ASME VIII/1 is very precise:
"When the markings in accordance with UG-116(b)(1), UG-116(c), UG-116(e) and UG-116(f) are
different for each chamber, the chambers shall be abbreviated as:
(1) S for shell side
(2) T for tube side
This abbreviation shall follow the appropriate letter designation and shall be separated by a hyphen.

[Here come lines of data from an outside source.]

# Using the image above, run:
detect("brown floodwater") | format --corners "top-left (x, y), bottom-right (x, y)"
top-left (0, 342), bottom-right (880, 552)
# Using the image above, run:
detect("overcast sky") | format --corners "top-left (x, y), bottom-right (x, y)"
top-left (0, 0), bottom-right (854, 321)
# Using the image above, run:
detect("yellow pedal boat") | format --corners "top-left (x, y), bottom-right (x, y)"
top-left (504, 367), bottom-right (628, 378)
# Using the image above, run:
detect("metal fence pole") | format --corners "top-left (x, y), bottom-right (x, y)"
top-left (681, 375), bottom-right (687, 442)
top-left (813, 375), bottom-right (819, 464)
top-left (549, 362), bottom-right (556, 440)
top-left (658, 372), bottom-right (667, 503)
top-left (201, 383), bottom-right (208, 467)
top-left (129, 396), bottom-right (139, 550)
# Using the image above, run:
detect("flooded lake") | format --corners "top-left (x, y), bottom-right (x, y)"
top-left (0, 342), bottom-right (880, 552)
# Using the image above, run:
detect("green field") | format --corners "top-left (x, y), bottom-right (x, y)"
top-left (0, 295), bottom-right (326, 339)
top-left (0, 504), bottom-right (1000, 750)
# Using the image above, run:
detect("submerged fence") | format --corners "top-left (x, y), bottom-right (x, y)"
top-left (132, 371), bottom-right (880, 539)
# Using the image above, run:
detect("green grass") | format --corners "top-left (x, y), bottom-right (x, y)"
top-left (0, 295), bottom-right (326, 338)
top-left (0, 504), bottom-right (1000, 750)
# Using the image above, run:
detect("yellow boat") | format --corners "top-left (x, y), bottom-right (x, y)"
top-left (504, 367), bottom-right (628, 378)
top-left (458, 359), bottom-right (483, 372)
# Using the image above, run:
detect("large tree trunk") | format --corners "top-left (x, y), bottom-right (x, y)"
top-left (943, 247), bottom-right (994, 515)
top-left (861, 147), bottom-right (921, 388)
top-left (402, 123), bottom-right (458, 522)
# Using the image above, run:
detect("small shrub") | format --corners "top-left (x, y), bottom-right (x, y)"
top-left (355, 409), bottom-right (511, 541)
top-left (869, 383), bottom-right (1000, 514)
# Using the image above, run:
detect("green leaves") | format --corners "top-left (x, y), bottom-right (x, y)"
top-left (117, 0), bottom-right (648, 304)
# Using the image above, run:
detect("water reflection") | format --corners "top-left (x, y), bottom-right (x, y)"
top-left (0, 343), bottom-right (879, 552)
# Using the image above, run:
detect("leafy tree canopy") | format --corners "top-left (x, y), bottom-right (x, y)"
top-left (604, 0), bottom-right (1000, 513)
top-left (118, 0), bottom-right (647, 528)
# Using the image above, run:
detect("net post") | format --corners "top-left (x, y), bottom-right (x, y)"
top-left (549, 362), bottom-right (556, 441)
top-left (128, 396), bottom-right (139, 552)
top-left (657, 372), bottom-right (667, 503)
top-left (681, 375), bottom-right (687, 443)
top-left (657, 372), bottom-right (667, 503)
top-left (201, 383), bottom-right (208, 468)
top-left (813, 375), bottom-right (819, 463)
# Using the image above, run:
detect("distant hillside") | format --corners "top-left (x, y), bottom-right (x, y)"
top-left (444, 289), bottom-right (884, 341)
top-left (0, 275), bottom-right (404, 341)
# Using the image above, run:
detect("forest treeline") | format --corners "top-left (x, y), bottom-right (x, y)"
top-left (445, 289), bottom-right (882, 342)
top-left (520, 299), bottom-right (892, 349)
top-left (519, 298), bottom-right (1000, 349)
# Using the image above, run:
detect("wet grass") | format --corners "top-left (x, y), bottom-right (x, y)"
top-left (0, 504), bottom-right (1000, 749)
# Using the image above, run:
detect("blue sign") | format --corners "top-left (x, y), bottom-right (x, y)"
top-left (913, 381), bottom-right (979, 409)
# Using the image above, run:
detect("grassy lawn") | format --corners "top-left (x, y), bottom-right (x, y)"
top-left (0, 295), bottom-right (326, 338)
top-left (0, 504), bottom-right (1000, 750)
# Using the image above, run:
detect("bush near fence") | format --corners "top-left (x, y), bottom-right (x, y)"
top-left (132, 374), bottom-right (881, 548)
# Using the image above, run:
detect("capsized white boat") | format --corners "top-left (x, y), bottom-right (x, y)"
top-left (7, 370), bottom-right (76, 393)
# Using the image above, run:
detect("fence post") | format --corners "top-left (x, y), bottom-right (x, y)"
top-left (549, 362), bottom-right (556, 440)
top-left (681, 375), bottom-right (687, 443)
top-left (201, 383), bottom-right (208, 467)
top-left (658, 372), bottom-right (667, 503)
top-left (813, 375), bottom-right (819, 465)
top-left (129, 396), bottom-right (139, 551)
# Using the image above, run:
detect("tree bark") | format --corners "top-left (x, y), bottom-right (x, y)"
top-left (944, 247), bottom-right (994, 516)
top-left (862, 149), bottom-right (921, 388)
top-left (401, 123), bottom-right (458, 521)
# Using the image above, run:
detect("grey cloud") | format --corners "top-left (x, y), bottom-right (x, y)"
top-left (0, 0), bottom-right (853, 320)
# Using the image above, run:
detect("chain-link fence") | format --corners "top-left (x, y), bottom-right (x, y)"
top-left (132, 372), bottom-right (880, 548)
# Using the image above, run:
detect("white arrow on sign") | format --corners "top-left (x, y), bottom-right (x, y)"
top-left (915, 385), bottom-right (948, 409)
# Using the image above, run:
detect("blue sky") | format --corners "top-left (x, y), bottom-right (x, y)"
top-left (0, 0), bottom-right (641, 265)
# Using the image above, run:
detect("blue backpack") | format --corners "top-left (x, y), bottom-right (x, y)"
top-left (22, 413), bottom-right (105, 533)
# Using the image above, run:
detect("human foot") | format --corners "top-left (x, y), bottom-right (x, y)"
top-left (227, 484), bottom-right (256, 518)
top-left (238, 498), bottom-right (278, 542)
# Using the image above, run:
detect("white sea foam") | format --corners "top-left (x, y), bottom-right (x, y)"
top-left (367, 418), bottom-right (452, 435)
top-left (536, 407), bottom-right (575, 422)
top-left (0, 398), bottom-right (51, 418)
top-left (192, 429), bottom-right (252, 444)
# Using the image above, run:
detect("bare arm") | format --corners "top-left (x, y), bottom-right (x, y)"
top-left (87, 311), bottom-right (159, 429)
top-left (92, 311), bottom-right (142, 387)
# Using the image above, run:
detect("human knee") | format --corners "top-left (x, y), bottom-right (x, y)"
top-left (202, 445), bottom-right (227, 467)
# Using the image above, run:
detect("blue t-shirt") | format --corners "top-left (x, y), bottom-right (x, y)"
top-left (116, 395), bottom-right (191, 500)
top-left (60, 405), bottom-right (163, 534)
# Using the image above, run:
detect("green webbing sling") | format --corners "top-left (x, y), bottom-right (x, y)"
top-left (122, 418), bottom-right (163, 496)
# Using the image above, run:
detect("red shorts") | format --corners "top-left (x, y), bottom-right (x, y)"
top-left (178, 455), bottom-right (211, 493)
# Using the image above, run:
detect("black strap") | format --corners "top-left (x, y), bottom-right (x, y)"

For example, use:
(3) L‐T for lethal service tube side
(4) RT 1‐S for full radiography on the shell side

That being said, ASME rules on nameplates are a bit vague regarding the minimum RT information necessary displayed.
More information is always better, Many HX vendors include additional information required by the customer.
Unless there has been some recent change to the rules, I believe that these guidelines are applicable:


Converting energy to motion for more than half a century

RE: Shell and tube heat exchanger name plate

The U-1 form for the HX has a lot more information than the nameplate. Look at the U-1.

Good Luck,

RE: Shell and tube heat exchanger name plate

It's not required to list any materials on the nameplate of an ASME heat exchanger, but typically for heat exchangers there is no single "channel material". A heat exchanger channel might have a cylinder made from rolled plate material, flanges made from a forged material, nozzles made from pipe material, pass partition plates made from a non-pressure vessel quality plate material, bolting made from bolt material, etc.

It's not required by Code but I think some manufacturers do list the exchanger tube material on the nameplate.